Dick reported that since it is our group’s 25th Anniversary he would try to organise a Coffee morning celebration at the HPFT (possibly Waverley Road or if not at the Colonnades) in November. There would be other people there not just our group.

Dick also talked about his Quiz night in Tring on the 7th October.  He reminded the group that each year it has been run that it had been a major contribution to Group funds (£240 this year).  He was seeking for us to take two tables of 6 people.  (contact Dick if you wish to attend if you haven’t already done so)

6 Any Other Business – was preceded by drinks and nibbles

Terry reported that our Web Site has been down for about a month and has yet to find out why. The site went down at the same time as he was trying to make it more Google friendly ie by updating the search engine accessible data at the top of the pages.

Given that the purpose of the site is to attract New Members to the group, it needed to be easily found by people searching with Google which it certainly has not been.  It is clear that while having a Web Site demonstrates a degree of kudos and credibility, we have yet to get any new members via this route.

Currently the site is written to inform New Carers and signpost the main agencies and HPFT services which is perhaps, like a book, a once only read.  It contains some information about the group but, as yet, does not strongly sell the benefits of membership or seemingly provide information that existing group members want to access.

In support of this contention, Terry asked the group how many had ever visited the web site and how many times? There was very little positive response for more than one visit which included

  • Just to see what it looked like
  • To access the record of our minutes (these are sent anyway to members with email)

The site currently contains elements of:

  • fixed content (like a book) mainly aimed at carers new to mental health
  • semi fixed content as in the minutes of our meetings recorded after the event.

Before the site went down Terry had started to include information about upcoming meetings and the speakers involved.

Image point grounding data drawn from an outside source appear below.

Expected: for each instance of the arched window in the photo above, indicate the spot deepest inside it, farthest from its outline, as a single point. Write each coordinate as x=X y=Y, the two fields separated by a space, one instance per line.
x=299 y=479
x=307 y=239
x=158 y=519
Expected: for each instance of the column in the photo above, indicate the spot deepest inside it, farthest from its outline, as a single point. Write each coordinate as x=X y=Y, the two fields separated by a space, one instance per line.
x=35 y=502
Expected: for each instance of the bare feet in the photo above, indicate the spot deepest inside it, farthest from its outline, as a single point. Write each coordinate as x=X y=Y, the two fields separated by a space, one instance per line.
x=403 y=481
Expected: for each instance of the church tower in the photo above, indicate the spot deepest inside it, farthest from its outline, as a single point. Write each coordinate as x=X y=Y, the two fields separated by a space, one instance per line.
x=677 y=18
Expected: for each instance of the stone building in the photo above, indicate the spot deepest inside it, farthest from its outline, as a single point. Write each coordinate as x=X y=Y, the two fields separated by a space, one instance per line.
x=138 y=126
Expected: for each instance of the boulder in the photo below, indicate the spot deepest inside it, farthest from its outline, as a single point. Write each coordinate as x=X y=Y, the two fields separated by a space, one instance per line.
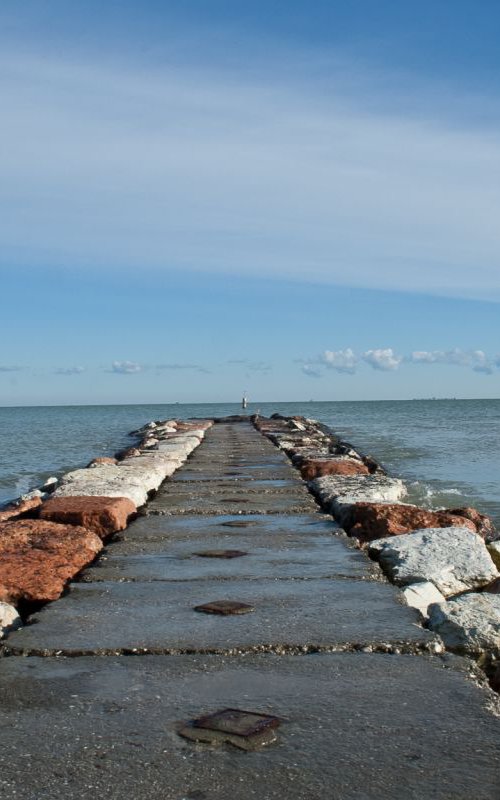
x=422 y=595
x=16 y=510
x=38 y=558
x=50 y=485
x=102 y=515
x=317 y=467
x=369 y=521
x=468 y=624
x=453 y=559
x=338 y=493
x=484 y=524
x=494 y=551
x=130 y=452
x=102 y=460
x=9 y=619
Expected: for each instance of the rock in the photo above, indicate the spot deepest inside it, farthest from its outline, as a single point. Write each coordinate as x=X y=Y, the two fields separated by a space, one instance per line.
x=9 y=619
x=468 y=624
x=102 y=515
x=484 y=524
x=38 y=558
x=316 y=467
x=128 y=453
x=494 y=551
x=32 y=495
x=338 y=493
x=50 y=485
x=422 y=595
x=102 y=460
x=14 y=511
x=369 y=521
x=453 y=559
x=150 y=442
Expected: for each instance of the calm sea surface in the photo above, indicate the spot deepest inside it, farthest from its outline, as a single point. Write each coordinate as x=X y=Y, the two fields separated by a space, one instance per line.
x=448 y=451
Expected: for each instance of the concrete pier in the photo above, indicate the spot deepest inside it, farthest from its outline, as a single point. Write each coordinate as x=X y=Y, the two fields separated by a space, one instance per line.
x=94 y=692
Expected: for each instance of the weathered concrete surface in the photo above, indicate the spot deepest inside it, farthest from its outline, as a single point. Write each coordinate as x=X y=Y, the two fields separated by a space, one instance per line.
x=357 y=727
x=159 y=617
x=234 y=500
x=469 y=624
x=283 y=557
x=453 y=559
x=185 y=527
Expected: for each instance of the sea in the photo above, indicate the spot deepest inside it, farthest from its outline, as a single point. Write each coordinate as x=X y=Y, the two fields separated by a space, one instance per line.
x=447 y=451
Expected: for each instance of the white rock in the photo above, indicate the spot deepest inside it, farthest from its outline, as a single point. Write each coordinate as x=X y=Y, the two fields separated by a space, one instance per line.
x=339 y=492
x=453 y=559
x=422 y=595
x=494 y=551
x=469 y=624
x=9 y=619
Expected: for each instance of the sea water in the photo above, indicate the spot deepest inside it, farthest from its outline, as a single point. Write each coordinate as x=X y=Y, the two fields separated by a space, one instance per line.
x=448 y=451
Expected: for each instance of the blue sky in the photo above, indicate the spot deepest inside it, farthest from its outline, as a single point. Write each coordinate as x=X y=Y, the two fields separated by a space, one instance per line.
x=202 y=198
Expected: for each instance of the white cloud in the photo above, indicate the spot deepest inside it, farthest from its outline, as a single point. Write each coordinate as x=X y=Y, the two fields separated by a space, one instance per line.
x=475 y=359
x=69 y=370
x=216 y=171
x=339 y=360
x=383 y=359
x=310 y=371
x=125 y=367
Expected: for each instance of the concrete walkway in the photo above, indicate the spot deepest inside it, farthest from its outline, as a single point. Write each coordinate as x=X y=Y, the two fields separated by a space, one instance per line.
x=121 y=663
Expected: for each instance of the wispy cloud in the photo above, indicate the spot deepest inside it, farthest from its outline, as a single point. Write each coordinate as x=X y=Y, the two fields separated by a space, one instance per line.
x=340 y=360
x=476 y=359
x=383 y=359
x=125 y=368
x=69 y=370
x=387 y=360
x=251 y=366
x=311 y=371
x=194 y=367
x=201 y=169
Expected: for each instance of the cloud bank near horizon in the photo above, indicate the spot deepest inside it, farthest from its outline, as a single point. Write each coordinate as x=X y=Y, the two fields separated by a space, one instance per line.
x=387 y=360
x=193 y=168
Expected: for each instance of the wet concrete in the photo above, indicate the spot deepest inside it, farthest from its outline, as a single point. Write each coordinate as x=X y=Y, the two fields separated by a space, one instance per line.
x=158 y=616
x=168 y=528
x=284 y=557
x=356 y=725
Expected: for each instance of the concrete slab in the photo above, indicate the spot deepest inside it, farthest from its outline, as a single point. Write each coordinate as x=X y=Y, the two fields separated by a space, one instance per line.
x=289 y=616
x=186 y=527
x=232 y=501
x=356 y=727
x=278 y=558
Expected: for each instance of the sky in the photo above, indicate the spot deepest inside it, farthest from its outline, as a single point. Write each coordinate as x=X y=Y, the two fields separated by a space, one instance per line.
x=200 y=199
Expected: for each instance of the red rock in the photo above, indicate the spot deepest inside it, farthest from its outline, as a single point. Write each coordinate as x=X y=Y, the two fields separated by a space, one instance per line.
x=102 y=460
x=369 y=521
x=317 y=467
x=38 y=558
x=130 y=452
x=13 y=511
x=102 y=515
x=495 y=678
x=484 y=525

The aim being to attract members to attend but this is only possible when the information is available sufficiently in advance and there is time to prepare an interesting flyer.

The renewal date for our account with GoDaddy, our web site host, was 1st September which must be addressed before we can sort out the technical issues of getting it back up and running.

Questions to address:

  1. Do we put the site back up as it is, given that it has attracted no new members
  2. Do we put the site back up again – mainly as is but with some improvements eg selling membership
  3. Do we attempt a totally new design (a lighter less formal look) together with a new content approach but what should that content be?
  4. More interactive eg let people comment – more Blog like
  5. Sell the benefits of joining the group and attending meeting
  6. Include important campaign issues, news items and research reports magazine style (but who will gather and write these articles – will individual members contribute?

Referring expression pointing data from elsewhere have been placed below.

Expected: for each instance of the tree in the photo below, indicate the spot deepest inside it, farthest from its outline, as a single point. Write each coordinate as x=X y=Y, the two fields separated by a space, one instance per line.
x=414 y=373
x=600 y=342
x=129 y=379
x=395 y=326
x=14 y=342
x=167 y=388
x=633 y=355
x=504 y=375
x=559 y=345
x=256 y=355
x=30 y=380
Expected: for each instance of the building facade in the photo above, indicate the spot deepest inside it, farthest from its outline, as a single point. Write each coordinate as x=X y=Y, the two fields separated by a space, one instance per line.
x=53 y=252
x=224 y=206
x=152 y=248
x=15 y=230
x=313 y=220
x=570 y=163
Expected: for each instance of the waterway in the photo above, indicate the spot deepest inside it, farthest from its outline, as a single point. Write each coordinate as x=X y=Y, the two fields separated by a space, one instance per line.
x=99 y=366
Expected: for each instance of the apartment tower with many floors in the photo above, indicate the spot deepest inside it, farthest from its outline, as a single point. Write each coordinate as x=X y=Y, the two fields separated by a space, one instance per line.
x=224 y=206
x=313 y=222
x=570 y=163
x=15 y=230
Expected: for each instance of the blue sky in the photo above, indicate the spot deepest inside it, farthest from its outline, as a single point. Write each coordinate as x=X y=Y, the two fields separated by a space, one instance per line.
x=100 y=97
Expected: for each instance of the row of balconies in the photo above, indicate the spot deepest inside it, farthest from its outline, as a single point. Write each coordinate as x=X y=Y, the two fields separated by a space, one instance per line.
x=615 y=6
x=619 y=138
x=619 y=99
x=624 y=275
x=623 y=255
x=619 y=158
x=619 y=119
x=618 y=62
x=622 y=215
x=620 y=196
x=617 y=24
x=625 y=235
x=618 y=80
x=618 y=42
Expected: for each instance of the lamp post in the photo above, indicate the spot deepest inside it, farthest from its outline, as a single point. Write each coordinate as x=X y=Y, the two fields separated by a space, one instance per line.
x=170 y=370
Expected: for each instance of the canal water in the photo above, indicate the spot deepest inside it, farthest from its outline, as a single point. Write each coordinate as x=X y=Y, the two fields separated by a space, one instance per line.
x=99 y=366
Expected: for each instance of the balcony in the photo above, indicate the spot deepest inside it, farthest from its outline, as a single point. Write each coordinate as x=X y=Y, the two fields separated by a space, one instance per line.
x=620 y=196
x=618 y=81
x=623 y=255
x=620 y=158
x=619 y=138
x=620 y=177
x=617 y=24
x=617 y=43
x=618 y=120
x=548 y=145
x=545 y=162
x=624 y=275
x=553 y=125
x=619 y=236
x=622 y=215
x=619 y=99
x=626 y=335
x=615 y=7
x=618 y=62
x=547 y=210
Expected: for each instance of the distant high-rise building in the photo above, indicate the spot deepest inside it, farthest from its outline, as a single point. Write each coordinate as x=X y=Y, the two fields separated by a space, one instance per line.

Whichever approach we take, there are many carers out there who have no access to the web and we should find other ways to attract them.

Suggestions from the group included a leaflet that we could distribute in key places that would also include our web site address for those who would want to find out more.

Dick agreed to produce a first draft of the leaflet and Hazel suggested we set up a small working party. If the leaflet promotes the benefits of membership and attendance at meetings we could also include it as a page on the web site.

As time was getting late no firm actions, other than producing a leaflet and putting the web site back up asap, were agreed.

7 Date of next meeting –will be the 5th October 2017. The guest speaker will be Dr Jane Padmore.